January 28th marked the start of the Chinese New Year. It is the Year of the Rooster, and as a ‘93 baby, I am a rooster! Many different countries in Asia celebrate Chinese New Year, and the influence of the holiday has spread to Japan. There are many different ways to celebrate, such as dinners with family, giving red envelopes with money, firecrackers, new clothes, and decorations. On Saturday, I was able to partake in the some of the New Year festivities by attending a parade in Yokohama China Town. It was lively, colorful, and a ton of fun!
Yokohama is Japan’s second-largest city, and is located just south of Tokyo. Though it is just a short train ride away from Tokyo, and is considered a part of the same metropolis, Yokohama has a unique history and character of its own. The feel of the city is completely different from Tokyo, and I really liked it. It felt much more Western, with a different layout and style of architecture. There were a lot of brick buildings, which I’ve never seen in Japan before. Some of my friends said it reminded them of Boston. The city is directly on the water, and has a beautiful skyline featuring the iconic Ferris wheel of the Cosmoworld amusement park.
I met up with my friends at the Cup Noodles museum, which tells the history of Momofuku Ando, the inventor of instant ramen, and the evolution of the instant ramen industry. It was actually quite impressive for being a museum about ramen – it was a huge, modern building, with many interactive exhibits, a movie, a restaurant, and a section where you can design your own Cup Noodles and make your own recipe. My favorite exhibit was the room with every flavor and variation of ramen to exist since 1958 on display.
After learning everything there is to know about ramen, we headed to China Town for the parade. It was sunny and quite warm out, making it lovely to walk along the water. The view of the bay was beautiful. Yokohama is definitely a place I would like to return to. Chinatown was really cute. The narrow streets were filled with shops, restaurants, and street-food vendors, and all with bright, colorful signs and decorations. I got an adorable, panda-shaped steamed bun while we waited for the parade to start. We were able to get a front-row spot by lining up near the end of the parade route.
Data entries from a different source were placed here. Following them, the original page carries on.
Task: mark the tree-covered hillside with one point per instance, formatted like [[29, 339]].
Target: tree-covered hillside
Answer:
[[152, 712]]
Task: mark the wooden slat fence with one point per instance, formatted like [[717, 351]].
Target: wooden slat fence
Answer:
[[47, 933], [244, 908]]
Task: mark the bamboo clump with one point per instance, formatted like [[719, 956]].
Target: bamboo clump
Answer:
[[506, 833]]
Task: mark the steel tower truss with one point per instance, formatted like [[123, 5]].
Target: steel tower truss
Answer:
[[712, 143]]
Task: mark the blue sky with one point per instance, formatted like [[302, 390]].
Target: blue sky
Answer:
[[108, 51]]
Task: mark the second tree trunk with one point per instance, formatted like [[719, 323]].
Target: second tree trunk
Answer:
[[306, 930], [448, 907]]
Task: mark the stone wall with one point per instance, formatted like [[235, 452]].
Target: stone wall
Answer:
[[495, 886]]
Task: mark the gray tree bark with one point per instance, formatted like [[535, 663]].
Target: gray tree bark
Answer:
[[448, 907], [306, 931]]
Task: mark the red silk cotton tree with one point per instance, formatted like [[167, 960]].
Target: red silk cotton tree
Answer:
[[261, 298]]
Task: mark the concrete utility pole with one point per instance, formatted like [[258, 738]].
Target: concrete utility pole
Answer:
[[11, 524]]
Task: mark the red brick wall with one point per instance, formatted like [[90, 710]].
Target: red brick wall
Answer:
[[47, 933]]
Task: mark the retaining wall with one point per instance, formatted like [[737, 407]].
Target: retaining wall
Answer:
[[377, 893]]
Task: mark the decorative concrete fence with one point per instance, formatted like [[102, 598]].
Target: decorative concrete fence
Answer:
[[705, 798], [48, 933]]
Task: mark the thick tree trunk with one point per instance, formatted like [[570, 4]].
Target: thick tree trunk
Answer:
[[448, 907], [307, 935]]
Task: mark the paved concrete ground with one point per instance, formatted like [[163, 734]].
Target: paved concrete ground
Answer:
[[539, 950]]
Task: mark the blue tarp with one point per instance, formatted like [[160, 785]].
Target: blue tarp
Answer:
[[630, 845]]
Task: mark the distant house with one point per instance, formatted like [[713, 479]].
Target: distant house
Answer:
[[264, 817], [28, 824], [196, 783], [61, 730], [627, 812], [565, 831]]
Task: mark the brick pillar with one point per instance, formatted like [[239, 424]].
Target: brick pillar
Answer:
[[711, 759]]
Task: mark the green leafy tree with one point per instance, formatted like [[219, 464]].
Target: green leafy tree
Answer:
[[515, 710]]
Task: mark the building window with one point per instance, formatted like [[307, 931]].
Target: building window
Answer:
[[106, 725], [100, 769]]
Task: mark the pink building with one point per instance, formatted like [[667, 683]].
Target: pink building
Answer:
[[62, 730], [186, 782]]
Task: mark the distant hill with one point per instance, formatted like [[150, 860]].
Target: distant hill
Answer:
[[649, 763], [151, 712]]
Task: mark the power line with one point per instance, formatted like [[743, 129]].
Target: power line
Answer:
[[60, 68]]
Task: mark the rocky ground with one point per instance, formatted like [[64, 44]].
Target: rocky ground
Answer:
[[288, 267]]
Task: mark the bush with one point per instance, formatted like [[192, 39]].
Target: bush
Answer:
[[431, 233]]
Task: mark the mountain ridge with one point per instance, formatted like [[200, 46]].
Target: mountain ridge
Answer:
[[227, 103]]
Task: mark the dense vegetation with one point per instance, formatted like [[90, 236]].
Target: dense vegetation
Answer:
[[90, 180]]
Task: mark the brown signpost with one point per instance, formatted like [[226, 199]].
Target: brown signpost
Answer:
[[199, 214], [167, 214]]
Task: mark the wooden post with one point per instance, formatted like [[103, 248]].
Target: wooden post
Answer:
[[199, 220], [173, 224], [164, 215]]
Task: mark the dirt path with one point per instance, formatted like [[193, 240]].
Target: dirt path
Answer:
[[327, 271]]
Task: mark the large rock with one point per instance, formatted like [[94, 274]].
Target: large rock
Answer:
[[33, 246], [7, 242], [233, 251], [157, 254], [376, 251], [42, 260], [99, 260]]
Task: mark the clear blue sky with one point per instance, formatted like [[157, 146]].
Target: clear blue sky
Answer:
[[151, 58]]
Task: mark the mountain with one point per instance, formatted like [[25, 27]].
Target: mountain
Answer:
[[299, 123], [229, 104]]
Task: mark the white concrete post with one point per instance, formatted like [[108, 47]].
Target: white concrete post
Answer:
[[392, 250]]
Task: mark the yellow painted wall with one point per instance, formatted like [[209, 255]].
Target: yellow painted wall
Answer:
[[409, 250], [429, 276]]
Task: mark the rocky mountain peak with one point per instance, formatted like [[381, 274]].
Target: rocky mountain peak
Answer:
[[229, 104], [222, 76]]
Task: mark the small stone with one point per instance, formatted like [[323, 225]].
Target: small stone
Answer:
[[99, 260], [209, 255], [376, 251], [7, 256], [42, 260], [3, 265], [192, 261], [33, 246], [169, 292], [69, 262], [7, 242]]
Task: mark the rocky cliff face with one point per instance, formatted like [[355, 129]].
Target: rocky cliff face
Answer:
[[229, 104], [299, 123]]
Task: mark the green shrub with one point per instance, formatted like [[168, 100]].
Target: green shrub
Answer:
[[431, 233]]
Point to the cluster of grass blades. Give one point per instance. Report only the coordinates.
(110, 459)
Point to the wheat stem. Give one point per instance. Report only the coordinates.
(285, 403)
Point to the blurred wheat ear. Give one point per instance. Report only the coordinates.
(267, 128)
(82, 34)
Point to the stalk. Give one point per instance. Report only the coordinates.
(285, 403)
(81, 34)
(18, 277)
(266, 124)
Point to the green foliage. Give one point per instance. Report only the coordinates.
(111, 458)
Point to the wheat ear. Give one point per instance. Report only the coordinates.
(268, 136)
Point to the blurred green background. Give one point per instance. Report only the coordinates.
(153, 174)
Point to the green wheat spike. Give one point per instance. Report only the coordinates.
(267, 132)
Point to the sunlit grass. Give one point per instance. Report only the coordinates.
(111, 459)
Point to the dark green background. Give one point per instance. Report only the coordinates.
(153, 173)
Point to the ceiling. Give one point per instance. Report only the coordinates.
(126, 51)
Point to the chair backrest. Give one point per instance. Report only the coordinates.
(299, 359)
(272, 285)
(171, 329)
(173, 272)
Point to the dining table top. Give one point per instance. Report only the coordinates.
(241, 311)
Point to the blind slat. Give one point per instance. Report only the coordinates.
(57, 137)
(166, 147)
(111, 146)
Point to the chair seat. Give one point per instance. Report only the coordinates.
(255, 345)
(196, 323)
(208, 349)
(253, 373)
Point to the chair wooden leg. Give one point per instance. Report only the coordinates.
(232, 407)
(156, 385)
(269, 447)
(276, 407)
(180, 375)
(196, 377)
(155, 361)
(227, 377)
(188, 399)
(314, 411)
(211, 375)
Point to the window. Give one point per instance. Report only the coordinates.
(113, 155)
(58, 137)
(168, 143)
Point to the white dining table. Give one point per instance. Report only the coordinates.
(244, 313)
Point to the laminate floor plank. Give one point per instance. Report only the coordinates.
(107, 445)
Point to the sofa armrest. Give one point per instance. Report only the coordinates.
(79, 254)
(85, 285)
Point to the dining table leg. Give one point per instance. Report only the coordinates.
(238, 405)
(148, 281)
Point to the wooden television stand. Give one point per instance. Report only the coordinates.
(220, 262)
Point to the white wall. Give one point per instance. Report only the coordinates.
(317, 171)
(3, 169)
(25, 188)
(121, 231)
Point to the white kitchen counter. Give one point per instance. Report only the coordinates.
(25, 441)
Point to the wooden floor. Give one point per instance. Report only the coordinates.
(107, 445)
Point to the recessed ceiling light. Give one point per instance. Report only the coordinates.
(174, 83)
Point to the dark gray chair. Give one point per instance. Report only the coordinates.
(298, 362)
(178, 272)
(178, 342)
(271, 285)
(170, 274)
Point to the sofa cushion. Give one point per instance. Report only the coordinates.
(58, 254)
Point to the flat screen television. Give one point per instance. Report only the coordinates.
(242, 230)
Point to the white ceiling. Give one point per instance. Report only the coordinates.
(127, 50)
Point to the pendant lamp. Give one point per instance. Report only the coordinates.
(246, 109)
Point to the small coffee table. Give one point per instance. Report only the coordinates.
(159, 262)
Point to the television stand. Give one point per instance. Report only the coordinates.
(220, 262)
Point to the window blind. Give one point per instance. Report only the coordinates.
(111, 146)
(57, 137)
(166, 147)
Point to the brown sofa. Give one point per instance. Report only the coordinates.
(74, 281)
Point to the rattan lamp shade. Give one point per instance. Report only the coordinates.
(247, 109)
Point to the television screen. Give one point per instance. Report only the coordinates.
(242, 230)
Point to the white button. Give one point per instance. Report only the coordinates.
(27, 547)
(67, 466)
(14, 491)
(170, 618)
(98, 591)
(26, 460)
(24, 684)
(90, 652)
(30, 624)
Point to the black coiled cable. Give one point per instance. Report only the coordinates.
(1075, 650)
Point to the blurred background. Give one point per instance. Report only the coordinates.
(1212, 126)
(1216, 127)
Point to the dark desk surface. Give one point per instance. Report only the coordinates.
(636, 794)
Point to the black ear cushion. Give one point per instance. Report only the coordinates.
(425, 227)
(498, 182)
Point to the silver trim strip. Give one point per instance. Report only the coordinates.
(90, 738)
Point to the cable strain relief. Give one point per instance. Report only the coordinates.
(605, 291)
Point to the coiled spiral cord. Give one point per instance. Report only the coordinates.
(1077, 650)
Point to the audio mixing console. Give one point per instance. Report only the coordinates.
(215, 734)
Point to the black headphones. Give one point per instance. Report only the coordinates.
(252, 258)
The parade was really fun and entertaining. It began with men in full costume walking on stilts. Then it was the Dragon dance, with a huge dragon carried through the street by probably twenty people. Next came the two-person dogs – one person carrying the head, and the other the rear. They were not afraid to interact with the audience.
My favorite moment was one of the dogs dancing its rear-end right up against my friend for a solid minute. There were ladies dancing with bright pink, fuzzy fans, children drumming and playing music, and men in colorful costumes. Finally, there were two smaller, but equally impressive Dragon dances. Between every section of the parade, they set off firecrackers inside a small metal container. It was very lively, colorful, and a ton of fun. After the parade, we grabbed some food at a Chinese restaurant, finishing off a fantastic day.
I’ve never known too much about the Chinese zodiac, so when I got home, I looked into it a little. The characteristics of a rooster are actually pretty accurate to me. Roosters are said to be hardworking, observant, and active, but with a tendency to overthink things. That sounds like me! However, it turns out that rooster years are actually the unluckiest years for roosters – uh oh! But, it’s been a good year for me so far, so I’m not sure that I do/want to believe that. And apparently I can ward off my bad luck by facing my bed west and wearing red clothing and jade… so we’ll see how that goes. Happy Chinese New Year!